While this seems like a weird edge case, there actually lies a real vulnerability as any user could generate this and run JS in the context of another user. And Chrome 40 is actually the current recent version.

Your current approach using blacklisting has the unfortunate result that there may always come up some way to bypass it (for example, there exists an ancient vbscript: URI for IE6 or something like that, though these would be very ancient machines indeed...).

However, using a whitelisting approach would involve building a whitelist of allowed tags and that can be infinite (think irc://, steam://, ...).

We would like to contribute to this project by offering a fix. But before blindly sending a pull request, we want to get your input on this.

Method 1: We develop some method that fixes the above bug and still keeps blacklisting intact. While we feel this should be possible in a reasonably secure way, using the blacklisting approach might turn some other, weirder way, to evade it. However, we think such a fix is possible.

Method 2: We implement a whitelisting approach that allows augmenting allowed tags by users of your libary.

I'd personally prefer the first method as the other one limits functionality. However, since this is your library, we want this to be your decision in the end.

Please let me know how you stand on this issue and we can get started on a fix :+1:

dcwatson commented 9 years ago

Thanks for the report. I'd probably keep the blacklist approach, but strip off non-printable characters from the front of the string before checking. I can't think of a case where a (legitimate) URL would start with non-printable characters. Maybe even strip out all non-printable characters? And since this is just in the default url tag implementation, users could always replace the behavior if need be.

Javex commented 9 years ago

From your response I gather that you have a tendency for Method 1. I think this is reasonable and would be happy to work with you to implement a fix. And if I understand your comment correctly, you'd have no problem breaking functionality for users that'd rely und such a weird feature?

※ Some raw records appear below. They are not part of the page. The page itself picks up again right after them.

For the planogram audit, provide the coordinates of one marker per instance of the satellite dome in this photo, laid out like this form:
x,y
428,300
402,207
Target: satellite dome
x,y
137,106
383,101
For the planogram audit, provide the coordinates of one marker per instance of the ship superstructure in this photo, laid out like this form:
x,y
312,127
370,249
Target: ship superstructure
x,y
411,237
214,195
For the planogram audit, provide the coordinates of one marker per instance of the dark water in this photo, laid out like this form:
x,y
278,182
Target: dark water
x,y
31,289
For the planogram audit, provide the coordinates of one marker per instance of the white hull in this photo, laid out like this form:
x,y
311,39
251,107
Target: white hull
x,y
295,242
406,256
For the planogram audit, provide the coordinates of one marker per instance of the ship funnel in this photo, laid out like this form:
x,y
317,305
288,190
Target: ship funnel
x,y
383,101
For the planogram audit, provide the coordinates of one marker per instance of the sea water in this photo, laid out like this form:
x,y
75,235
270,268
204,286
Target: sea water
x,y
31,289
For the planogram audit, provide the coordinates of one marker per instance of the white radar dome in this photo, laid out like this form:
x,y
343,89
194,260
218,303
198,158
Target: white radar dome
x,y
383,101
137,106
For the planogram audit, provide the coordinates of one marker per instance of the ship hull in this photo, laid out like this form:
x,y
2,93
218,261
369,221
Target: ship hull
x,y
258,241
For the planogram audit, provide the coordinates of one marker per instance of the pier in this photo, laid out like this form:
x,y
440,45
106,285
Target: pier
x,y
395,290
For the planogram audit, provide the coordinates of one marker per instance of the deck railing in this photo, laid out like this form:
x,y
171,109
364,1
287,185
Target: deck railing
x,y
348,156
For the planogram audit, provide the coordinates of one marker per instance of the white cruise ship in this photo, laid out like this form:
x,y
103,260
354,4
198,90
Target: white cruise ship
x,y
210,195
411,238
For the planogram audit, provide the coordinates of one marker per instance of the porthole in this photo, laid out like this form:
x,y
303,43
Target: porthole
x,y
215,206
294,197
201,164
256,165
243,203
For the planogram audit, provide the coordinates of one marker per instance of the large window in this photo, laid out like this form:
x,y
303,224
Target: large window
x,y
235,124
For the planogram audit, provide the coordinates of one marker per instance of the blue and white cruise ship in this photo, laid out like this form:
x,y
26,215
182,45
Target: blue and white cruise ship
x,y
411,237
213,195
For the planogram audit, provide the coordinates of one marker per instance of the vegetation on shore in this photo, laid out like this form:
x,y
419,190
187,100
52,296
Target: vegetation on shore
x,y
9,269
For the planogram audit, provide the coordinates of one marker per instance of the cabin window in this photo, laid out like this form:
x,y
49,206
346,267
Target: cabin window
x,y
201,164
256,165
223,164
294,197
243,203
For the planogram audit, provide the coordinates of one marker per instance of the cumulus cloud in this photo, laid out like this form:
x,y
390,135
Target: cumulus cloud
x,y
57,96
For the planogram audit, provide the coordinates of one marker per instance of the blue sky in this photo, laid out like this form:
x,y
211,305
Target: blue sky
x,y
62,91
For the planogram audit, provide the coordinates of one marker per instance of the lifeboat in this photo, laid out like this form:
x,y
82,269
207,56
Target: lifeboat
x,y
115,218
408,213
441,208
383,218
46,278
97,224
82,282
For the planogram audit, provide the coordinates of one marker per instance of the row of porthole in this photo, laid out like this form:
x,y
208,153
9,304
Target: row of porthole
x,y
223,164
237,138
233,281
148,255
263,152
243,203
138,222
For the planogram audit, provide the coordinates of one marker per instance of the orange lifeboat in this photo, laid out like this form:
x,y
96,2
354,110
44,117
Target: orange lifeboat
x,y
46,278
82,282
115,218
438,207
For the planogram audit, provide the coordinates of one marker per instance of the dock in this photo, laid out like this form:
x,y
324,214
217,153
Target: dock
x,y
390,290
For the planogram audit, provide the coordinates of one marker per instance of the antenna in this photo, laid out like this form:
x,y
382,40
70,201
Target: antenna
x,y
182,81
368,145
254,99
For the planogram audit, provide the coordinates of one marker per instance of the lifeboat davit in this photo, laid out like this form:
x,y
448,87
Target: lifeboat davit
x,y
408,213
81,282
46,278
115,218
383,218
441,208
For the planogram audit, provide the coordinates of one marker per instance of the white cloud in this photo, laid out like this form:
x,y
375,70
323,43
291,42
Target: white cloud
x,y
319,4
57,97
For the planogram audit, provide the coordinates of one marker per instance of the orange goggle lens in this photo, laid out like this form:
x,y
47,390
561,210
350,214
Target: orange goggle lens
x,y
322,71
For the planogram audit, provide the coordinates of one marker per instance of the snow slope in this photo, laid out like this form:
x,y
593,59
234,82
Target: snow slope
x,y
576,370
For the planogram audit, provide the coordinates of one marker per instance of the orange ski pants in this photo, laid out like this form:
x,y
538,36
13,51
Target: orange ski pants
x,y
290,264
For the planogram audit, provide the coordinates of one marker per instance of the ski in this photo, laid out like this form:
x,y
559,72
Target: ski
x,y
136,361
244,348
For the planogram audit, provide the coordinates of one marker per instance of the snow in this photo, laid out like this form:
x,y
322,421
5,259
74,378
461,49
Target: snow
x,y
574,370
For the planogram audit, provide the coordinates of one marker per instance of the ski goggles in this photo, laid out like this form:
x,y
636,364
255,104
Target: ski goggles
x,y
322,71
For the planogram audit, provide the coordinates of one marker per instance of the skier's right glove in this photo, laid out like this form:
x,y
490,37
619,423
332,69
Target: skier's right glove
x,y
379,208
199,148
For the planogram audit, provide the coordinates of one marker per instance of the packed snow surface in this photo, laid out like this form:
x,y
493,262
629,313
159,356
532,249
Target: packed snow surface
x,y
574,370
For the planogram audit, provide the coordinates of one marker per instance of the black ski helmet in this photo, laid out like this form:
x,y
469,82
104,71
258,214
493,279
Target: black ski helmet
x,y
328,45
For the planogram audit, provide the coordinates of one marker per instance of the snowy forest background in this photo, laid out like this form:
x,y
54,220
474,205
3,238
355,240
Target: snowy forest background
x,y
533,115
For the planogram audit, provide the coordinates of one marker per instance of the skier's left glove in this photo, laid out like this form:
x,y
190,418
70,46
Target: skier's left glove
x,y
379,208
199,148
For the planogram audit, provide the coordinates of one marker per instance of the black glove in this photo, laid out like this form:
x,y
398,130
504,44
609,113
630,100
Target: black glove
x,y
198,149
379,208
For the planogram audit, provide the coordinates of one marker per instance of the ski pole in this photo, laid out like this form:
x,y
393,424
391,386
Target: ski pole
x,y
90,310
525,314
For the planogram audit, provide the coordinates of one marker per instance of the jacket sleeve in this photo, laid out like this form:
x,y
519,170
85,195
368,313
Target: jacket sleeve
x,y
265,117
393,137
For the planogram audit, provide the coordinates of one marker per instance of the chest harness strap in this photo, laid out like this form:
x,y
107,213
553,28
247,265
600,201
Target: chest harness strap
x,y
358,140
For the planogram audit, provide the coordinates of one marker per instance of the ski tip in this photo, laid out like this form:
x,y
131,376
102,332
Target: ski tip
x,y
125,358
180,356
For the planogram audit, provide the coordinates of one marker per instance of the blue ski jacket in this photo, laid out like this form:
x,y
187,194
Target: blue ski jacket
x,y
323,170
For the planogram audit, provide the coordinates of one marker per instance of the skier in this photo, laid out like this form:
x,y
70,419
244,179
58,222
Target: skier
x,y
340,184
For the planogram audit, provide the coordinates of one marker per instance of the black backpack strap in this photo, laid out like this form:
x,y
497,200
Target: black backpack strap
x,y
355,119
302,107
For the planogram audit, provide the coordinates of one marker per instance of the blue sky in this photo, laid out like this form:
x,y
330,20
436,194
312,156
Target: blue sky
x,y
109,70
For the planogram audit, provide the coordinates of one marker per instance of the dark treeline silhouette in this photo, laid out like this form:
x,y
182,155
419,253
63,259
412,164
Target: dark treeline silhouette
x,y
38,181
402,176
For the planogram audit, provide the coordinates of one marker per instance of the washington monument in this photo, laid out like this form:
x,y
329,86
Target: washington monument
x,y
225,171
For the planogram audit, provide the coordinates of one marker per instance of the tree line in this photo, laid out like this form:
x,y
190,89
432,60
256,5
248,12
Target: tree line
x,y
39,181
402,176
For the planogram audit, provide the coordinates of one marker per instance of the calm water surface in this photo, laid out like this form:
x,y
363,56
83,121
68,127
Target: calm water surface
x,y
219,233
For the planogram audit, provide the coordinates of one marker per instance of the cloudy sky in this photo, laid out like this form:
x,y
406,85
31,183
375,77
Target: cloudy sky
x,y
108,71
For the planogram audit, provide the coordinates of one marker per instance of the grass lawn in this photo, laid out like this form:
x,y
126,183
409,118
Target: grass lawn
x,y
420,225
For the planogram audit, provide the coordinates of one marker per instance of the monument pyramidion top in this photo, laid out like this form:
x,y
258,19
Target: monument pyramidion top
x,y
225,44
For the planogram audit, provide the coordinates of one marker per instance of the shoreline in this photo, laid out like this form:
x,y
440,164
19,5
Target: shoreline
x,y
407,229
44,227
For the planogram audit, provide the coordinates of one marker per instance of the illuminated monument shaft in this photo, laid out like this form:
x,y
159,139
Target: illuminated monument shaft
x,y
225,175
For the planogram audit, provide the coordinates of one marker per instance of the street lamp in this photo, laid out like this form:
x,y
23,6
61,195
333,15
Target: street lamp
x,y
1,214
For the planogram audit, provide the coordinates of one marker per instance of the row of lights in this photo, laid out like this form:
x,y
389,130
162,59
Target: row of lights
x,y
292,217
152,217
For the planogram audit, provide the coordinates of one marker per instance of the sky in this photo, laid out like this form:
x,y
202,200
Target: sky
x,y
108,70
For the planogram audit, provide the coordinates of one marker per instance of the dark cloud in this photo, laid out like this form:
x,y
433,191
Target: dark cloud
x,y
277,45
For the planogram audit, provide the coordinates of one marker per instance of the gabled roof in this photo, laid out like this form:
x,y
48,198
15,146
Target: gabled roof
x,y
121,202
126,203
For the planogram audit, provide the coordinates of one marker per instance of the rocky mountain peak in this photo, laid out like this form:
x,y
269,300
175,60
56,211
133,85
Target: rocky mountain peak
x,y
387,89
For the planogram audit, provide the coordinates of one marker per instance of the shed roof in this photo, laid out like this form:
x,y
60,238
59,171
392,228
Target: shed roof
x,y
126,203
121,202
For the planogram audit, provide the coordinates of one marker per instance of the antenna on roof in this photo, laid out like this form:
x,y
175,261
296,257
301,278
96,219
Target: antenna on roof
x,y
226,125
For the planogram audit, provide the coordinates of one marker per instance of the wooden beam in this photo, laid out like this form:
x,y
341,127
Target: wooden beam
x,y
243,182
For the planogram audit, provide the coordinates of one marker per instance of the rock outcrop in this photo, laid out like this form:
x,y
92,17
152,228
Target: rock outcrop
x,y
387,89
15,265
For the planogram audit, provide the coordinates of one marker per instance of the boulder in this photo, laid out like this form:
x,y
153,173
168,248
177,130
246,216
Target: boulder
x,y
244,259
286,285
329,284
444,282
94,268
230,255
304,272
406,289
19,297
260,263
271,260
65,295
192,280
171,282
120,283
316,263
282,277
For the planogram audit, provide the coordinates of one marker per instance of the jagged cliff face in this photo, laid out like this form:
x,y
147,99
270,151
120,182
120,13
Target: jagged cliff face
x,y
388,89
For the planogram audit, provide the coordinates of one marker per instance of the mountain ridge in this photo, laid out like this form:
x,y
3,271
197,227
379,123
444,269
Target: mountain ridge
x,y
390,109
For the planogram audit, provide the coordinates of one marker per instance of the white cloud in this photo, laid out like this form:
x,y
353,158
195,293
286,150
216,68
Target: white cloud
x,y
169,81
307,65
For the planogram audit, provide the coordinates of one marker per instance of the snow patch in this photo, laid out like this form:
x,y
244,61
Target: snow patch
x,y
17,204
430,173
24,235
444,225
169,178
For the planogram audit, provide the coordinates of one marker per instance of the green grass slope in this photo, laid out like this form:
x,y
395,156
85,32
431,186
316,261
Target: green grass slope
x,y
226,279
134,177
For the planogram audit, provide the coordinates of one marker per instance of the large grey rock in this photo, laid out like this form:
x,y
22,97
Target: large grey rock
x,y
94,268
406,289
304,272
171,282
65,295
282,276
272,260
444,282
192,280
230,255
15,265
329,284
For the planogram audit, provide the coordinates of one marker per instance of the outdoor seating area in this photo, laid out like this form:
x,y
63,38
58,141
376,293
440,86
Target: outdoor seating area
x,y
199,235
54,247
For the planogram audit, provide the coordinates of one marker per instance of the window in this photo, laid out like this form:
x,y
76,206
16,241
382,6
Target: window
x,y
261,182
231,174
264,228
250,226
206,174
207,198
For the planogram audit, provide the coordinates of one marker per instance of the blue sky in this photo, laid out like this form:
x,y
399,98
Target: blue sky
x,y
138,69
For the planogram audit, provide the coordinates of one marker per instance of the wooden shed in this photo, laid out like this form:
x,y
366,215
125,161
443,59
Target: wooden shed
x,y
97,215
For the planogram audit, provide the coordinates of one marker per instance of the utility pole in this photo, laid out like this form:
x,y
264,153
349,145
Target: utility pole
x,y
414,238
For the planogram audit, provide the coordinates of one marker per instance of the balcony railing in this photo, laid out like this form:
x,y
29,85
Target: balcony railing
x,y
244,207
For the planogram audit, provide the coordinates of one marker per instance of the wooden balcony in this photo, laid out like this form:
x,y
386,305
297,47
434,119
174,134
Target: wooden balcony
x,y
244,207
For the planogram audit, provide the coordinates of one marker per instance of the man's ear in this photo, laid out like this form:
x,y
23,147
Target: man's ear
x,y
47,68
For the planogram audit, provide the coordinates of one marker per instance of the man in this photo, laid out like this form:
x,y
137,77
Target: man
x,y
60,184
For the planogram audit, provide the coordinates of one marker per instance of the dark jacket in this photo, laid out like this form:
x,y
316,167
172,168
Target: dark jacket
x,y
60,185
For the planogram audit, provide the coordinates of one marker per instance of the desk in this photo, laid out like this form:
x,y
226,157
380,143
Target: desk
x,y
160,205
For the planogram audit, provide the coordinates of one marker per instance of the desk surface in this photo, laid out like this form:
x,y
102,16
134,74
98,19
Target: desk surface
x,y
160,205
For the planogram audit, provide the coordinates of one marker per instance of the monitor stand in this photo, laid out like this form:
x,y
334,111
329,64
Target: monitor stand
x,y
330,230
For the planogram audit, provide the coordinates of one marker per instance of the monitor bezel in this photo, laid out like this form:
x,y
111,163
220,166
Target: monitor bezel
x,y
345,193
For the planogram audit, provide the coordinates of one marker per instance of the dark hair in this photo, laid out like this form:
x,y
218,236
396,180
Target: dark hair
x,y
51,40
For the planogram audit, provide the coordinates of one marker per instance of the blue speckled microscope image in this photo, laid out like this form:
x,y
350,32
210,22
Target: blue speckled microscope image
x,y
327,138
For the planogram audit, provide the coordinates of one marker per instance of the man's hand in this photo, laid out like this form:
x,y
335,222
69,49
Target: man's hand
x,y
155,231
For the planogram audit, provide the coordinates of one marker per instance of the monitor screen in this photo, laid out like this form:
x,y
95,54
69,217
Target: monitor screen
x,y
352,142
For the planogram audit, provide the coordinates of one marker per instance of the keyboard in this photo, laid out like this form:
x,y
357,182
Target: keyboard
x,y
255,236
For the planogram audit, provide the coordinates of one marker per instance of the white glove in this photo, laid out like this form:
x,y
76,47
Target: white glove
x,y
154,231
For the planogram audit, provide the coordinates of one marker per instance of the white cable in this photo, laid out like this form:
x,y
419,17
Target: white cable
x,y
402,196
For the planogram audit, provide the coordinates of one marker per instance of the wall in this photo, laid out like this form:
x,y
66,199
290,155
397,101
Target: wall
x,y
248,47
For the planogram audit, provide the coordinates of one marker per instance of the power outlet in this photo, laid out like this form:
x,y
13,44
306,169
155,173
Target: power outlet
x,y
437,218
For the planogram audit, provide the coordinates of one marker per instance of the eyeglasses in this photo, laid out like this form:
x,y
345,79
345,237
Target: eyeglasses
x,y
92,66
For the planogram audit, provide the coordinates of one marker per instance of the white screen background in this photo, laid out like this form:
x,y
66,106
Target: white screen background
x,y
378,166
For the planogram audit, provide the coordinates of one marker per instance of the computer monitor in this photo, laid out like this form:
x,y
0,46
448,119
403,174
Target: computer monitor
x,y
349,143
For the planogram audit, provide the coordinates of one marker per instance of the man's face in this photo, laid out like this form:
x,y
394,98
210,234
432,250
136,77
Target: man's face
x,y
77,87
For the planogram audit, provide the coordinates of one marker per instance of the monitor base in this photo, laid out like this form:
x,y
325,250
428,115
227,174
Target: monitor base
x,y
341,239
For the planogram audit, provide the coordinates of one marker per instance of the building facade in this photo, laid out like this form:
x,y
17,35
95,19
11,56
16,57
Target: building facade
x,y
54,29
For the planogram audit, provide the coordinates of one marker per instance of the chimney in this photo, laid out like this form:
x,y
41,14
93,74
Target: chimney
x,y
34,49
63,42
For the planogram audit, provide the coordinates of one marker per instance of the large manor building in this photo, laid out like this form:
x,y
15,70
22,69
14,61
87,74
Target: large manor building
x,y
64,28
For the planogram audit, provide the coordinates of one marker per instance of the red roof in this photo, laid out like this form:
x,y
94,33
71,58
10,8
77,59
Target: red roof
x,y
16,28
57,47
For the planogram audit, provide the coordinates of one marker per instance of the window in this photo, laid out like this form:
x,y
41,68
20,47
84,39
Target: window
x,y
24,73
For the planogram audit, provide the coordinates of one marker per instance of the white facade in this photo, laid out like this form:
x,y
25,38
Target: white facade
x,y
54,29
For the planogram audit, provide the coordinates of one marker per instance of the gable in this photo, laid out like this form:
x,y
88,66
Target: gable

We should take care that functionality always is secure-by-default and the user has to take matters in their own hands if they want functionality that is not possible because of security measures implemeneted for that tag.

If you'd like, we can get started on a fix and work something out.

dcwatson commented 9 years ago

Sure, if you want to have a crack at it, go ahead and submit a pull request with a fix and a test case. Or if you don't have time or aren't comfortable with the code, I will fix this next time I'm in the code.

Javex commented 9 years ago

We decided to implement this by keeping the blacklist approach (extending it by vbscript for old IE) and decided to remove all characters that are neither a-z, 0-9 or + (as per Web-based protocol handlers).

The tests check all of this except for a + in the handler (because there is no XSS vector we know of, it's just a valid char we need to keep).

Hope this is what you expected.

dcwatson commented 9 years ago

Looks great, thanks again for the contribution. This has been merged, and I just pushed out version 1.0.21 to PyPI.